US cyber-insurers are increasing premiums and lowering coverage limits, making it next to impossible to secure their 2021 coverage at 2020 rates, according to new research.

The US Cyber Market Outlook, by insurance broker Risk Placement Services, has warned that providers have been “battered by higher-than-anticipated losses” and are subsequently charging much more for less coverage. 

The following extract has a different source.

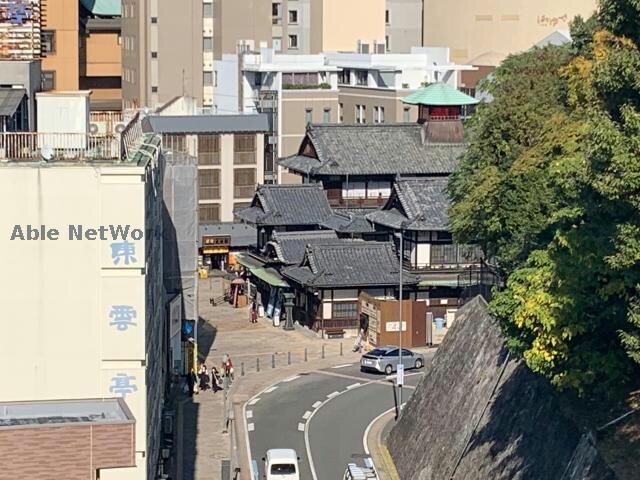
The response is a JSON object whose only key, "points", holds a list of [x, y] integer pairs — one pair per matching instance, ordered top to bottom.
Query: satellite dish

“Over the past year, we’ve seen the challenges of the COVID-19 pandemic and increasing frequency and severity of ransomware attacks put pressure on the U.S. cyber liability market,” stated Steve Robinson, Risk Placement Services (RPS) area president and national cyber practice leader.

“While this market dynamic developed quickly, within a matter of months, longstanding underwriting issues in this market, as well what had been a growing mismatch between exposures and underwriting, helped to create the current situation and the imbalance between coverage supply and demand.”

The education, government, healthcare, construction and manufacturing sector have been hit hard over the past year, with premiums skyrocketing by 300% or more at renewal time. 

“Insurance companies are setting IT infrastructure minimums,” explained Nick Carozza, Area Vice President, RPS. “What has been a challenge for many companies is that these controls went into effect so quickly. Many companies were caught in a situation where they didn’t have the time or the funds to implement these controls before their policy renewal date.”

Multi-factor authentication (MFA) in particular has become a must-have to quality for cyber coverage - with nearly all cyber insurance providers have adding MFA as an underwriting requirement in 2021.

”Insurance companies are incorporating the same scanning technology used by hackers into their own underwriting process. This allows them to assess an organization’s perimeter security and also develop a metric-based estimate for a potential cyber attack,” the report read.